Some have more effective regulatory mechanisms, better enforcement, and better monitoring, which lead to better performing empanelled hospitals. Some are hampered by uneven implementation, delayed payments by state health agencies, and weak oversight.

5. What a “Top Hospital” Under Ayushman Looks Like: Exemplary Features

Let’s think of an ideal model hospital under Ayushman Bharat:

NABH-accredited or equivalent quality certification

Multi-specialty center (cardiology, neurology, oncology, etc.)

Zero out-of-pocket expenditures for beneficiaries (strict cashless)

Transparency of care pathway: patients know about services included

Effective grievance handling with speedy redressal

Good performance indicators (low readmission, low mortality, high patient satisfaction)

Regular audits by scheme authority

Reasonable cost containment even for complicated treatments

Hospitals nearing this ideal achieve high value from the service and help to maintain confidence in the scheme.

6. Roadmap: How to Improve Service Value Across the Network

To enhance baseline quality and make “top hospitals” more than a nameplate, the following are crucial strategies:

Stringent empanelment requirements
Enforce minimum bed capacity, specialty services, accreditation, and performance norms before empanelment.

Continued monitoring & audit
Use data analytics to raise red flags on suspicious claims, carry out field audits, and suspend hospitals that flout norms.

Transparent benchmarking
Publish performance data (mortality, readmission, grievance rates) so that beneficiaries and policymakers can compare.

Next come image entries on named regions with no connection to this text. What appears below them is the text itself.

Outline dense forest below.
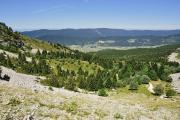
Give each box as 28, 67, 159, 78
0, 23, 180, 96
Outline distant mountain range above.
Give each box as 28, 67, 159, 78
22, 28, 180, 46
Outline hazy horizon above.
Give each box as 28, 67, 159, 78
0, 0, 180, 31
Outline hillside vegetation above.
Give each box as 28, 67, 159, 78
0, 23, 180, 92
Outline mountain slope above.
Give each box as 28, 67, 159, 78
22, 28, 180, 46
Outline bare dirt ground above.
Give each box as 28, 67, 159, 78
168, 50, 180, 93
0, 67, 180, 120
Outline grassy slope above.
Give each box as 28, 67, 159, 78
0, 84, 180, 120
92, 45, 180, 59
49, 59, 103, 74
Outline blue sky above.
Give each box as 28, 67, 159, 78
0, 0, 180, 30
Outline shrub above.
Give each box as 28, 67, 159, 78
166, 77, 172, 82
8, 98, 21, 106
3, 74, 10, 81
114, 113, 123, 119
166, 89, 176, 98
98, 89, 108, 97
153, 84, 164, 96
148, 70, 158, 80
64, 78, 76, 91
129, 81, 138, 90
141, 75, 150, 84
49, 86, 53, 91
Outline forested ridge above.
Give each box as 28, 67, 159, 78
0, 23, 180, 95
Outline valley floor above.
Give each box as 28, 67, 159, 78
0, 67, 180, 120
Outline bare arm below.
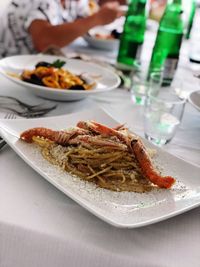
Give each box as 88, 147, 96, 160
29, 3, 121, 51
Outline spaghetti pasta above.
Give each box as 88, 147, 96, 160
20, 121, 175, 193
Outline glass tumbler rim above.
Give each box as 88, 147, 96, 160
147, 92, 186, 105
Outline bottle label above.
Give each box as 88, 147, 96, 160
163, 58, 178, 80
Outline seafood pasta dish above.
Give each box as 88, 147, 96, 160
21, 59, 95, 90
20, 121, 175, 192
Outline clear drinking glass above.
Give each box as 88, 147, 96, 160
144, 84, 186, 146
131, 61, 162, 105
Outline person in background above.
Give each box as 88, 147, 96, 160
0, 0, 125, 57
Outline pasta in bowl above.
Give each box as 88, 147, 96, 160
21, 59, 95, 90
0, 55, 120, 101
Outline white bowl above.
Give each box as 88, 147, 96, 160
84, 27, 119, 51
0, 54, 120, 101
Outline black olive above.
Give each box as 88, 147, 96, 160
35, 61, 51, 68
111, 29, 121, 39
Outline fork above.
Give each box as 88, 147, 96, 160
0, 105, 57, 118
0, 113, 17, 150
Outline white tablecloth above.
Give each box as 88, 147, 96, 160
0, 23, 200, 267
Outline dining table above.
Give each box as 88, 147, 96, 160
0, 15, 200, 267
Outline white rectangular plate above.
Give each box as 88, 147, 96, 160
0, 109, 200, 228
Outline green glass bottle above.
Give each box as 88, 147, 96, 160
149, 0, 184, 81
117, 0, 147, 69
185, 0, 196, 39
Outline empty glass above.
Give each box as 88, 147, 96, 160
144, 84, 186, 146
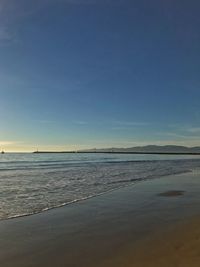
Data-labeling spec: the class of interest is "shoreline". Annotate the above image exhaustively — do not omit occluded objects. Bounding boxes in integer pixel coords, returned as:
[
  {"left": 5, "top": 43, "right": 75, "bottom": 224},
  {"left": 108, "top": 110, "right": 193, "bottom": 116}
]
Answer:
[
  {"left": 0, "top": 170, "right": 193, "bottom": 222},
  {"left": 0, "top": 172, "right": 200, "bottom": 267}
]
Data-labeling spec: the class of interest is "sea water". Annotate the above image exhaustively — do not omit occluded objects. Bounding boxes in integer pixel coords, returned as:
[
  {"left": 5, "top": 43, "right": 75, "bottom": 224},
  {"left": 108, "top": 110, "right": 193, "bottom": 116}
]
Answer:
[{"left": 0, "top": 153, "right": 200, "bottom": 219}]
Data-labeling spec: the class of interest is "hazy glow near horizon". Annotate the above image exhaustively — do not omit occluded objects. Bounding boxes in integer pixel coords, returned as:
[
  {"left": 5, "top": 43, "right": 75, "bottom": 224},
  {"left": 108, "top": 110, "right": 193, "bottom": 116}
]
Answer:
[{"left": 0, "top": 0, "right": 200, "bottom": 152}]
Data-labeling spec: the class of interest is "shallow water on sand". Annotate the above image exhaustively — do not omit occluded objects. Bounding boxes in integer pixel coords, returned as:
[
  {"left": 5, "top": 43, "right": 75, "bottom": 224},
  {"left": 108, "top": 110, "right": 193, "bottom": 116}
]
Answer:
[{"left": 0, "top": 153, "right": 200, "bottom": 219}]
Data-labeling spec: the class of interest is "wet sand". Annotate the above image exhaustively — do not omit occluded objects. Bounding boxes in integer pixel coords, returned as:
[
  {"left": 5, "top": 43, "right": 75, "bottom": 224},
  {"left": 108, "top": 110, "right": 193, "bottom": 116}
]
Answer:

Feedback loops & grievance redress
Strengthen real-time grievance mechanisms, provide responsive follow-up, and impose penalties for non-compliance.

Level reimbursement rates equitably
Re-evaluate package rates from time to time so that they align with current costs and promote quality.

Capacity building
Provide training, infrastructure facilities, and technology support to weaker hospitals to enable them to upgrade.

Public awareness & empowerment
Educate the beneficiaries on their entitlements under Ayushman (e.g. what is free, when to refuse additional demands).

State-level leadership & accountability
Stronger state health departments, timely payments, and regulation are necessary to avert services breakdown.

7. Conclusion

The success of Ayushman Bharat depends not just on extensive coverage but on value delivery in each hospital experience. A “top hospital” for this program is one that has good clinical outcomes paired with accessibility, transparency, and financial protection.